Are you more secure than a malicious alien race?

June 22, 2005
Written by James West

Anyone with a decent knowledge of IT laughs at the portrayal of computer security in the movies and on TV.

If you believe what you watch, all you need to do to break into a sophisticated, secure system is simply find the “back door”, usually opened by keying the name of the lead programmer’s children into a field called “backdoor password”. Matthew Broderick almost blew up the world hacking into the military’s computers in the film War Games using this very approach. It is not just humans who are woeful at providing adequate IT protection – in the film Independence Day, who would have guessed that an alien race advanced enough to travel across the universe could be thwarted by a computer virus fired at it by a G3 PowerBook?

Fortunately, the insistence by the mass media that every PC is infected with a virus that will blow up if the hard drive spins at less that 55rpm is also an absurd exaggeration. Most companies have strong IT security and anyone trying to enter through a door, whether it be located at the front, the back or the side is likely to find said doors repeatedly slammed in their face. Unfortunately, the back door so often used as a fictional plot device does exist, but it is now potentially being opened from the inside. The use of removable storage media is rife now as a report of 300 IT professionals by IT security company Pointsec attests to. 84 per cent of those quizzed are aware of the use of removable media in their organisation and almost a third of employees use them in the office. In many cases, portable storage is being used without authorisation, according to a third of those polled.

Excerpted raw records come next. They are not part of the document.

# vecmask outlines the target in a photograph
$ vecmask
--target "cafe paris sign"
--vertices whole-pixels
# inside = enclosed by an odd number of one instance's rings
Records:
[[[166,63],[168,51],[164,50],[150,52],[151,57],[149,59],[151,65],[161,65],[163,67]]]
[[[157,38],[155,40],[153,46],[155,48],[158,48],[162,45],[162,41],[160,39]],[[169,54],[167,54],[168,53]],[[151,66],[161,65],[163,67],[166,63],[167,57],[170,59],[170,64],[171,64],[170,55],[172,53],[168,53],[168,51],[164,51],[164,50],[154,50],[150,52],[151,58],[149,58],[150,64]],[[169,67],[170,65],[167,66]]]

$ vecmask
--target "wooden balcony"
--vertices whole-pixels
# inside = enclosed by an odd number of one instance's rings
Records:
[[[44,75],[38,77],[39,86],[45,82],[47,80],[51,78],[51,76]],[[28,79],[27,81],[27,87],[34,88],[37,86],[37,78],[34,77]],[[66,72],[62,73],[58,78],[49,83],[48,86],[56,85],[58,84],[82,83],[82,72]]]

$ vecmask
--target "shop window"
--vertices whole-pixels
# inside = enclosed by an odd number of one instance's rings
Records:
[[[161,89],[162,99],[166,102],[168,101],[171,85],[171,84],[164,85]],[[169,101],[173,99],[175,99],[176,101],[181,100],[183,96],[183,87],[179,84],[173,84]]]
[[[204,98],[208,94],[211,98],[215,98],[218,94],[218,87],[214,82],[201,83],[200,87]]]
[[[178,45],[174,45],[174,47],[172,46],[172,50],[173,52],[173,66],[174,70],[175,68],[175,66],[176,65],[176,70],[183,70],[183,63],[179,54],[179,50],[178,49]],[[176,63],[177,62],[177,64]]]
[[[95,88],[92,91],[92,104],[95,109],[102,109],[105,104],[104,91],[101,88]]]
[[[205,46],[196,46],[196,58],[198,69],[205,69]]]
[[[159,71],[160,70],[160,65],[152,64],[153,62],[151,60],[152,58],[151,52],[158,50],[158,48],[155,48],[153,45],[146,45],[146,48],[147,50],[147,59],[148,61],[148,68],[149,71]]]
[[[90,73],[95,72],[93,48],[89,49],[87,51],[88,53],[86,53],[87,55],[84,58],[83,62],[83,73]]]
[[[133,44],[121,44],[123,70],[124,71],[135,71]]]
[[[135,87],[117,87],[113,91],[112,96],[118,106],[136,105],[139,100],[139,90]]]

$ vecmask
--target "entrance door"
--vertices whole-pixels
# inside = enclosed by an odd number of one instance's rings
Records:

Although it may seem obvious to highlight portable storage as a serious security issue, many IT professionals are overlooking it. Another survey, this time by asset management company LANDesk, revealed that 64 per cent of IT managers think that laptops pose a greater threat to security than portable storage devices.

The fact that laptops are physically impossible to sneak in and out of an organisation, and relatively easy to police as part of an overall asset network, has been missed by many according to this report.Let’s not get hysterical here. Most of the people using these portable storage devices are perfectly trustworthy, most of them are probably holding personal information: MP3s, holiday photos and the like. Don’t forget that this is not an entirely new phenomenon – the ability to remove data from a business has been possible for some time, with floppy discs and more recently zip discs and CDs readily available. The reason that the issue is pertinent now is that the amount of data that could be removed is so much greater, and the tiny nature of the devices make them virtually undetectable.

In short, in terms of pure capacity, it would be very easy for someone to rip off the sales database and walk out of the building never to return. To put this into perspective, Pointsec says someone armed with a USB drive which doubles as a pen would be able to swipe 160,000 documents.

Policing this kind of activity is difficult, but it is certainly crucial to the business. The problem is drawing the line between stopping people stealing company information (or bringing damaging software through the firewall), and stopping people working effectively. The rise in home working is complicating this issue – just as staff are looking for flexibility in their working practices, IT is having to lock everything down.

How to achieve the right balance will be revealed in part by experimentation, common sense and adapting current security policies. Vendors such as Pointsec say that encryption is the solution, as data can only be used on suitable machines. Doubtless there will be other solutions offered, but in the short term it would be wise for any IT or support manager to investigate this problem and start to look at the available options, before the whole security issue becomes an embarrassment worthy of a Hollywood script writer.